摩示羅(ましら)子音(ねね)を人質に取り竜妃に宝珠の在処まで案内させていた。洞穴(ほらあな)とはいうものの、人が三人余裕で横並びに歩ける広さがあり天井も高い、地面には石畳が敷かれ一定間隔で灯篭が立っていて灯かりが(とも)っているのでそれなりの明るさがある。しばらく歩いていると水音が聞こえ、開けた空間に出る。そこには泉がありその中央には祠が建っており橋が架かっている。天井は更に高くなっていて暗く、どこまで高いのか分からない。辺りにホタルのような光の球が無数に漂っていて上を見上げると星空のようにも見えた。竜妃は祠の中に摩示羅を招き入れる。摩示羅は子音を連れ祠に入った。


「ここか……さあ、宝珠を出してもらいましょうか?」


摩示羅は誇示するように子音に単筒を押し付ける


「ちょっと痛いよ!」


子音は身体に押し付けられた単筒の痛みに抗議した。竜妃は社の奥にある御簾(みす)の中に入ると、こぶし大の大きさの透き通った水晶玉のような球体を持ってきた。それは淡く蒼く光っている。


「これが竜の宝珠です……」


「ほほぉ……これはこれは、美しい……光る珠とは!」


竜の宝珠を見て摩示羅は眼を輝かせ笑みを浮かべたその時、祠の扉を蹴破り士狼(しろう)が乱入した。その後ろには瑪那(まな)が息を切らせて走ってきた。


「待ちやがれ!」


「ちぃ!」


摩示羅は舌打ちをし咄嗟に士狼に向けて単筒を向ける。それを読んでいたのか士狼は横跳びで回避しながら短刀を摩示羅に投げつけた。短刀は単筒に当たりあらぬ方向に発砲した。子音は不意に摩示羅の手が緩んだのを感じ振りほどいて士狼の元へ走った。士狼は子音を抱きとめる。


「ち、ええい!」


摩示羅は泡を喰って周囲を見回すと視界に竜の宝珠を持つ竜妃が眼に入る。摩示羅は竜妃から強引に宝珠を奪い取る。


「竜妃様!」


竜妃は摩示羅に突き飛ばされ転倒する。瑪那はその様子に慌てて駆け寄る。竜妃は瑪那に無事を伝えるように見つめ返し、手を握って頷く。摩示羅は単筒を向け威嚇しつつ宝珠を見つめて高笑いをした


「ハーッハハハハ! 間近で見るとより美しいではないですか! これならかなりの高値で売れそうだ……これで私は――」


突然摩示羅の表情が苦痛にゆがむ。
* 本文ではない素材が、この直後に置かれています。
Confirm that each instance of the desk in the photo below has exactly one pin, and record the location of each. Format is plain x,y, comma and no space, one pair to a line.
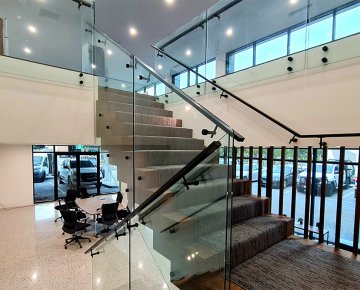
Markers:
92,205
313,230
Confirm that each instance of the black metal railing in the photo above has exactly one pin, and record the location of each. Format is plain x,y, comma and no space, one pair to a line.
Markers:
317,182
158,193
295,134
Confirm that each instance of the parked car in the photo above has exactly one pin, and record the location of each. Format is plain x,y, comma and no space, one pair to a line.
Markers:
288,176
88,173
255,171
332,178
41,166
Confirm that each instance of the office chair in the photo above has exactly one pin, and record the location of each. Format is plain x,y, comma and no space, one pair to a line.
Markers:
70,203
83,192
108,216
122,213
73,226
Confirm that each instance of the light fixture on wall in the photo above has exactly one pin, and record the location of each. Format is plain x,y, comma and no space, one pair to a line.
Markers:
32,29
132,31
229,32
27,50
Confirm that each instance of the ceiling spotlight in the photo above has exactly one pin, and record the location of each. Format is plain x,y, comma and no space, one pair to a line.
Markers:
27,50
133,31
32,29
229,32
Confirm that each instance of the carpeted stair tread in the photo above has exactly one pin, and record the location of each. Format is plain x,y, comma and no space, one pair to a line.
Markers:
249,237
129,94
291,265
127,128
142,101
109,106
124,117
154,142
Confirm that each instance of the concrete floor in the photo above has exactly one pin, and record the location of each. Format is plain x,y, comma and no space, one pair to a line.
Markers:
33,256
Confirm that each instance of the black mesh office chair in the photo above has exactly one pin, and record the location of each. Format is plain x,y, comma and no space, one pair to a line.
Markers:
73,226
108,216
122,213
69,202
84,193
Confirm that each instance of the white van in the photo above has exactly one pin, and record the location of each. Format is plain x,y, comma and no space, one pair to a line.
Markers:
41,166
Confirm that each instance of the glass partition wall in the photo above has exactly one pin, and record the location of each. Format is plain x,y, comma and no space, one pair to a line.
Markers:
151,145
249,41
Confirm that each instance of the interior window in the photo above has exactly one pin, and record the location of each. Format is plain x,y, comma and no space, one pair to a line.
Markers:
320,31
271,49
347,21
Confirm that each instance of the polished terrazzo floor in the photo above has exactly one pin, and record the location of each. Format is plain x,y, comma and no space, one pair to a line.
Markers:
33,256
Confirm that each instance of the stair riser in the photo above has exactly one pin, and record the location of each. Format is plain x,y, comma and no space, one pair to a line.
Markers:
126,100
113,93
154,142
106,106
126,129
156,178
155,157
120,117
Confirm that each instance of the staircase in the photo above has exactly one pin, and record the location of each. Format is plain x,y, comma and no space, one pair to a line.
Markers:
190,228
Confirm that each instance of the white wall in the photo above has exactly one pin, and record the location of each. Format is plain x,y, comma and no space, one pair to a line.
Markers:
16,177
45,105
39,105
313,99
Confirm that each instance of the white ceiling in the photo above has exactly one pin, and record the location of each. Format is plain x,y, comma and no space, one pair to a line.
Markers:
154,20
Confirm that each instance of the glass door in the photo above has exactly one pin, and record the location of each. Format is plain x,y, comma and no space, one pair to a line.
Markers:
90,173
66,173
43,173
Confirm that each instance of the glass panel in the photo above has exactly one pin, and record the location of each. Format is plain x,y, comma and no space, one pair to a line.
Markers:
160,89
88,174
320,31
43,174
298,39
271,49
110,182
347,21
66,165
241,60
110,268
178,223
183,80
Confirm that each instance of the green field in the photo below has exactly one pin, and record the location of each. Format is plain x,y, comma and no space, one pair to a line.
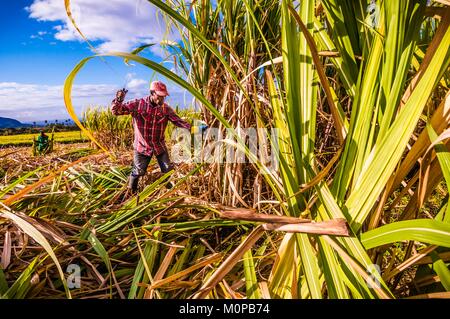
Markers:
27,139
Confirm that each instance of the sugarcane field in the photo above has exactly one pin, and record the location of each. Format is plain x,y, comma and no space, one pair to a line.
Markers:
227,149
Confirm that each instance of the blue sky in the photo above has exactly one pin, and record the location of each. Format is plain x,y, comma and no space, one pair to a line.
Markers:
40,48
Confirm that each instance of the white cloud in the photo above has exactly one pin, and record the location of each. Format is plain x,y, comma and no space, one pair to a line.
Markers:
35,102
119,25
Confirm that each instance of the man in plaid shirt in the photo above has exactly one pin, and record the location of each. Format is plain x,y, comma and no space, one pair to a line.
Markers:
150,116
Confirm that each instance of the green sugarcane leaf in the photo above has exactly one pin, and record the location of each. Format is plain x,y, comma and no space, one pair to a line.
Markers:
424,230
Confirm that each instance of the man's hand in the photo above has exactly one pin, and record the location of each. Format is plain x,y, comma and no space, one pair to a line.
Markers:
120,95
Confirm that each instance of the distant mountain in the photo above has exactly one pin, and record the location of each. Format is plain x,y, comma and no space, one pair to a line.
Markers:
11,123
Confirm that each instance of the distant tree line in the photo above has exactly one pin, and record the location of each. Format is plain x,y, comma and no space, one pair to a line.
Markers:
57,126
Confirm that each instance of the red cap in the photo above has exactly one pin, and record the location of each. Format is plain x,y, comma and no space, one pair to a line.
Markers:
159,87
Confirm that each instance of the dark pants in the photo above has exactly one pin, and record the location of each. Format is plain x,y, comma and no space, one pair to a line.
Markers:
140,164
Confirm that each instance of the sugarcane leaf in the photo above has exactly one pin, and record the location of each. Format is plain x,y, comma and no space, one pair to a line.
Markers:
423,230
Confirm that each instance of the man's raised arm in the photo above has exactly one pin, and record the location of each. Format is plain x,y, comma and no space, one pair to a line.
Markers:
118,107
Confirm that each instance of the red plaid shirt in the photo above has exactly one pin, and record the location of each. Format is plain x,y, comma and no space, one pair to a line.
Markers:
149,123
悲鳴をあげながら手に持った宝珠を振り回し苦しみ藻掻いている。


「あ、熱っ!? つ、冷た!? い、痛っぅ!? な、なんだ!! この! 球が! 離れない!!」


摩示羅は苦しみ悶え地面をのたうち回りながら手に張り付いた宝珠を地面に打ちつけたりしながら必死に引き剥がそうとしている。


「何だ?! こいつ、急に――」


士狼はその異常な様子に狼狽える。


「竜妃さん?!」


子音は竜妃に助けを求める様に視線を送る。竜妃はまったく動じていない様子で瑪那と共にゆっくりと立ち上がった。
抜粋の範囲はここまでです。